The summer is over and the 2018-19 hockey calendar has begun! The Calgary Flames have started the process of evaluating their organization and whittling down their roster to a lean, mean 23-man unit. The first step: prospect camp.
This year’s prospect camp features 18 Flames prospects, plus eight players that aren’t on the team’s reserve list. Here’s a quick rundown on the players in camp on tryout invites.
G Shane Farkas
The backup goaltender of the WHL’s Portland Winterhawks last season, Farkas is likely to inherit the starting gig this season from the departed Cole Kehler, who aged out of junior. Farkas is 18 and went unclaimed through the recent NHL Draft despite having a respectable .913 save percentage. He’s a long shot for any type of contract right now due to his age and lack of junior experience, but a good performance might get him on the radar for next year’s draft.
D Jake Christiansen
A left-shot defender from the WHL’s Everett Silvertips, Christiansen had 31 points in 72 games last season. He has three full WHL seasons under his belt, but he wasn’t ranked by Central Scouting and went through the draft unclaimed. He’s a long-shot for a contract.
D Igor Merezhko
A potential contender for an AHL contract for a few reasons, Merezhko is a big-bodied product of Kharkov, Ukraine with three full WHL seasons under his belt. Merezhko had 33 points in 71 games last season for the Lethbridge Hurricanes, but now he’s both 20 years old and a CHL import – taking up both an overage spot and an import spot as what junior hockey peeps call “a two-spotter.”

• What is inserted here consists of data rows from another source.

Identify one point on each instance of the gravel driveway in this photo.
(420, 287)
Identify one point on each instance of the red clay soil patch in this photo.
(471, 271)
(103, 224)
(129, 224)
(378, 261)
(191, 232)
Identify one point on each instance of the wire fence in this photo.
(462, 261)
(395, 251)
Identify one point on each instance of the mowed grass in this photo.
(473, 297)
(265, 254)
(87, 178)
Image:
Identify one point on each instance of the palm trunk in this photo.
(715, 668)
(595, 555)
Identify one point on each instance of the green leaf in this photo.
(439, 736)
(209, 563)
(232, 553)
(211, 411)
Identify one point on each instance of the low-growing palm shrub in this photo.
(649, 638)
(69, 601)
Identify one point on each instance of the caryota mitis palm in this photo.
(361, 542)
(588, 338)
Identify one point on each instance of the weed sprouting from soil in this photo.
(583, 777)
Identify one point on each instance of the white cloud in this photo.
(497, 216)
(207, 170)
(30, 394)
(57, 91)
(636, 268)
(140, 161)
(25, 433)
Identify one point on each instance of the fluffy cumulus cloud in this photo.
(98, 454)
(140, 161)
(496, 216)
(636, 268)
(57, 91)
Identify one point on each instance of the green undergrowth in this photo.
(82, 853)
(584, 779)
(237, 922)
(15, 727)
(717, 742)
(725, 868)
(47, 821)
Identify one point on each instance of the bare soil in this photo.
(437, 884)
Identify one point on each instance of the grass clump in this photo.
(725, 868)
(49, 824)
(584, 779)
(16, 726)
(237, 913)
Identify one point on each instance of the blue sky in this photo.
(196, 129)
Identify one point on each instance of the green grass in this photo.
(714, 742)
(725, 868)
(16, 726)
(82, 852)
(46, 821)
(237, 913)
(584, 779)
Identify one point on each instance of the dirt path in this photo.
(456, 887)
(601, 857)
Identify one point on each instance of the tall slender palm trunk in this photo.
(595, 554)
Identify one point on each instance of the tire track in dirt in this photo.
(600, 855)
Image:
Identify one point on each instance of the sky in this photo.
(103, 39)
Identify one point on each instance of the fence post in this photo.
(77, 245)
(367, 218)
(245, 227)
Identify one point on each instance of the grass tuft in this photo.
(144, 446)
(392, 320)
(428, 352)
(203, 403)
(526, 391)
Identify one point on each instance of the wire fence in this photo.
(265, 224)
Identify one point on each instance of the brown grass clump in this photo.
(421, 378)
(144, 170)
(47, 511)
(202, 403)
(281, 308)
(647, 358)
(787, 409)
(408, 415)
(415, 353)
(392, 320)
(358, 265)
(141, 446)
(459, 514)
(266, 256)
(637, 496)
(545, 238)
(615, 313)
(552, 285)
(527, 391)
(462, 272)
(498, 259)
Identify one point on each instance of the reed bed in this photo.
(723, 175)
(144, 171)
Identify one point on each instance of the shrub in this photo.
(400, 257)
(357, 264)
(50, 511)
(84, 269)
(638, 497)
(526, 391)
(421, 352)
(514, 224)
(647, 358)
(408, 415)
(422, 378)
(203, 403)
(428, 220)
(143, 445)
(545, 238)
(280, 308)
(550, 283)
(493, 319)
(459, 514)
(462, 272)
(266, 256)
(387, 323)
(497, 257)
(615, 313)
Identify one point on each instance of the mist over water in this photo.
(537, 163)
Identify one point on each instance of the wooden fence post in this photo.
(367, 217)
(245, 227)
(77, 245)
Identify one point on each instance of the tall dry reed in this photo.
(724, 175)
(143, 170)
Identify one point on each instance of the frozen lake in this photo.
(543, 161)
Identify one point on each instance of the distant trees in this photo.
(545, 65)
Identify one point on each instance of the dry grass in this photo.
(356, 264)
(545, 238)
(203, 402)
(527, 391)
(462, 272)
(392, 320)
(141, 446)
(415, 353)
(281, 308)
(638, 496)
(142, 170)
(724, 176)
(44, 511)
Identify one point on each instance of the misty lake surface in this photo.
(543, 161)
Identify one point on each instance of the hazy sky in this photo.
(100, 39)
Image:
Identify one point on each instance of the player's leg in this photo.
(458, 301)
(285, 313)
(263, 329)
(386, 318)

The Hurricanes have three other 1998-born players in camp – teams can dress a maximum of three – and two other imports of a maximum of two, including New Jersey Devils goaltending prospect Akira Schmid, so it appears the Hurricanes are prepared for him to go pro. If Merezhko has a good showing, he could earn himself a depth job in Stockton (or Kansas City).
D Adam Ollas Mattsson
Once thought to be a potential late-blooming prospect, the 22-year-old Ollas Mattsson is no longer on the Flames’ reserve list after the club declined to sign the 2014 draft pick back in June. But he’s back on another one-year AHL contract, hoping to generate more than the zero points in 14 games he saw last year due to a lingering injury.
D Brayden Pachal
Ranked 200th among North American skaters by Central Scouting, this Prince Albert Raiders defender was a long-shot to get drafted and was ultimately overlooked. But he’s had three solid WHL seasons and is slated to become the Raiders’ captain this season. He’s a bit of a long-shot to get an NHL deal, but a good camp could get him on the radar of a few NHL clubs for next season when he’s eligible to go pro.
D Merrick Rippon
It was a bit of a surprise when Rippon, the 85th ranked North American skater, wasn’t drafted back in June. The Ottawa product has just one OHL campaign under his belt, but he looked pretty good. He’s a bit of a long-shot for a contract, but based on his age the Flames could sign him before the OHL season begins and his deal could slide twice, so there’s an outside chance he could earn a deal with a great camp.
F Jordan Ernst
A teammate (and occasional linemate) of Adam Ruzicka with the Sarnia Sting, Ernst is 21 and looking for a pro gig somewhere as he’s aged out of major junior. He had 54 points in 68 games as an overage player. He might be worth an AHL deal to see if his offense was a product of his size or his talent level, and the Flames probably have the ability to try him out as a depth body in Stockton or a regular rotation forward in Kansas City. Along with Merezhko, he’s probably the player with the best realistic shot at a job with a good camp.
F Mike McMurtry
McMurtry might be the depth player Flames fans know the least about, despite the fact that he was actually pretty clutch for Stockton down the stretch. He’s 26 and from the Ottawa suburb of Greely. He’s heading into his third pro season after spending time with the Texas Stars and splitting last year between Stockton (18 points in 33 games) and Kansas City (33 points in 31 games). He already has an AHL contract for next season and so there’s not much up for grabs for him, but he’ll be the oldest player in camp and so it’s reasonable to expect him to stand out a little bit.